Mas o capitão Rajat Patidar elogiou o jogador de 26 anos pelas suas contribuições ao longo da temporada.
“A maneira como Rasikh entrou e atuou pelo time, proporcionando essas vitórias, foi importante porque não é possível vencer competições ou partidas com apenas um ou dois arremessadores”, disse Patidar aos repórteres na véspera da final.
Após a final, Patidar mais uma vez elogiou Dar.
“Ele está muito confiante em suas habilidades, nas mais lentas, nas entregas indiretas e especialmente em seus yorkers. Acho que ele apoiou bem Bhuvi e Hazlewood. Mais uma vez, está claro que sempre que o vejo, ele tem clareza sobre seu papel e o que deve fazer. Sempre digo aos meus jogadores que se você tem um plano, vá e execute-o. “
Para Rasikh, o objetivo é apenas continuar o processo, ficar em forma e continuar fazendo algo que ele realmente ama, marcando horas de corrida e boliche.

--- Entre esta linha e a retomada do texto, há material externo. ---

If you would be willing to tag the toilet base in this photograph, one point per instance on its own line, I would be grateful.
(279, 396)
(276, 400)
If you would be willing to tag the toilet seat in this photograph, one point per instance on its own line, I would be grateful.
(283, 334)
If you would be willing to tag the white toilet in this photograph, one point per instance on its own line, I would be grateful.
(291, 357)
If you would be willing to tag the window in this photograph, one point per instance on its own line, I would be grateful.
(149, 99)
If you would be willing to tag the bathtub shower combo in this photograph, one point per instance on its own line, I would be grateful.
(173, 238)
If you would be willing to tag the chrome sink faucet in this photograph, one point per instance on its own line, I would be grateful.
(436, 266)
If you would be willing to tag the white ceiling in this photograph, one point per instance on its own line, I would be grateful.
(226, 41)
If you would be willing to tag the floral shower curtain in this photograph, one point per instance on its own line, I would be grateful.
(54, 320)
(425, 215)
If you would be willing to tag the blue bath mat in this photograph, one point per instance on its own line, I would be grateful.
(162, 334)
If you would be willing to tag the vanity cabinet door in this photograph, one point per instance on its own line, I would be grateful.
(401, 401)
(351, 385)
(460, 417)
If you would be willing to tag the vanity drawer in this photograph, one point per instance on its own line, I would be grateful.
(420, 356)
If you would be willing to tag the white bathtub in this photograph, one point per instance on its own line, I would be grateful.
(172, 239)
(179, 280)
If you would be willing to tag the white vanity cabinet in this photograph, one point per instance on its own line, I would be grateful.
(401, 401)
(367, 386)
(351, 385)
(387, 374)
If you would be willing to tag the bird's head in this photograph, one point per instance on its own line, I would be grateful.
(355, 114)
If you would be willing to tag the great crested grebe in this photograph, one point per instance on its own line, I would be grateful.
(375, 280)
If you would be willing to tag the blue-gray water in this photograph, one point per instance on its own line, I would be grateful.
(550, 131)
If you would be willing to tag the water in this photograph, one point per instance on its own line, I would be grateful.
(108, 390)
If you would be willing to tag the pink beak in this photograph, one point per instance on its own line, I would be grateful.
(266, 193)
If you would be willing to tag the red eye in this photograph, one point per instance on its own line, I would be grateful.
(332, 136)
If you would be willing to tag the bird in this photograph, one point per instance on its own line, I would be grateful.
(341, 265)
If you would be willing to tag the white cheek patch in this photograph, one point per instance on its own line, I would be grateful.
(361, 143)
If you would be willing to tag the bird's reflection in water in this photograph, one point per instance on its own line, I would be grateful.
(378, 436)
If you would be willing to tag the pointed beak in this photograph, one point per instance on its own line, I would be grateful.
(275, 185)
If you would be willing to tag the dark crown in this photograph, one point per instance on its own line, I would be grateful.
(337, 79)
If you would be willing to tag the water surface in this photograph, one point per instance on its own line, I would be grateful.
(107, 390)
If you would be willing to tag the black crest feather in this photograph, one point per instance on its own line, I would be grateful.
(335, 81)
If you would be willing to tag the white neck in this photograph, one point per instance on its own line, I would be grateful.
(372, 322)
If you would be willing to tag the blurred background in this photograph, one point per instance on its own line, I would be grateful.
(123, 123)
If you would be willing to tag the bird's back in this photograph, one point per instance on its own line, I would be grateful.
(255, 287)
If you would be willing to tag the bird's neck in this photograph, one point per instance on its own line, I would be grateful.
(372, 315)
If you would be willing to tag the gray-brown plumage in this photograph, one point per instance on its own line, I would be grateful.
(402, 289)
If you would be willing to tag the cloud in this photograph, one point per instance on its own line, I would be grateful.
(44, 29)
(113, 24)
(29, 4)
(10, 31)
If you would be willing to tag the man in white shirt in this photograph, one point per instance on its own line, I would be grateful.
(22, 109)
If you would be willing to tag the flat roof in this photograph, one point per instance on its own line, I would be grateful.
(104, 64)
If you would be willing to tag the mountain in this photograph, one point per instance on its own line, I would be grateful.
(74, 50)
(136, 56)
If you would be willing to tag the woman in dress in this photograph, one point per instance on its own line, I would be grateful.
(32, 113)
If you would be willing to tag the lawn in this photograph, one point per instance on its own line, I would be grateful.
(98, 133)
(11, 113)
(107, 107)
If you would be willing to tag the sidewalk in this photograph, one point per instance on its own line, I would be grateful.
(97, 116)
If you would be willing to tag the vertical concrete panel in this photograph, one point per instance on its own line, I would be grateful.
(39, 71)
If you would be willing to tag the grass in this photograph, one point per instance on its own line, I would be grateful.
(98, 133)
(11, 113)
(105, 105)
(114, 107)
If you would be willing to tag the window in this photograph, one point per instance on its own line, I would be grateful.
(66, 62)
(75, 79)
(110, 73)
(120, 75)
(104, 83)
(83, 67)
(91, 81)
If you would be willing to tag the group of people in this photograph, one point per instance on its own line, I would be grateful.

“Quando estou com a bola nas mãos, é onde fico mais feliz. Já faz muito tempo. Mal posso esperar para voltar para casa e conhecer meus pais. Quero dedicar este troféu ao meu pai, Abdul Salaam, que sempre me motivou a perseguir meu amor pelo jogo. pilar, ele esteve ao meu lado nos bons e maus momentos”, disse um emocionado Rasikh.
A Índia deverá jogar cerca de 45 T20Is nos próximos dois anos e o que o futuro reserva para Rasikh permanece desconhecido. Mas com a sua capacidade de marcar postigos no meio do campo, ele certamente baterá às portas da seleção nacional. Se ele permanecer em forma e continuar a fazer o que ama, a camisa azul pode não estar longe do ‘sher de Ashmuji’ (leão), um apelido que ele ganhou de seus colegas.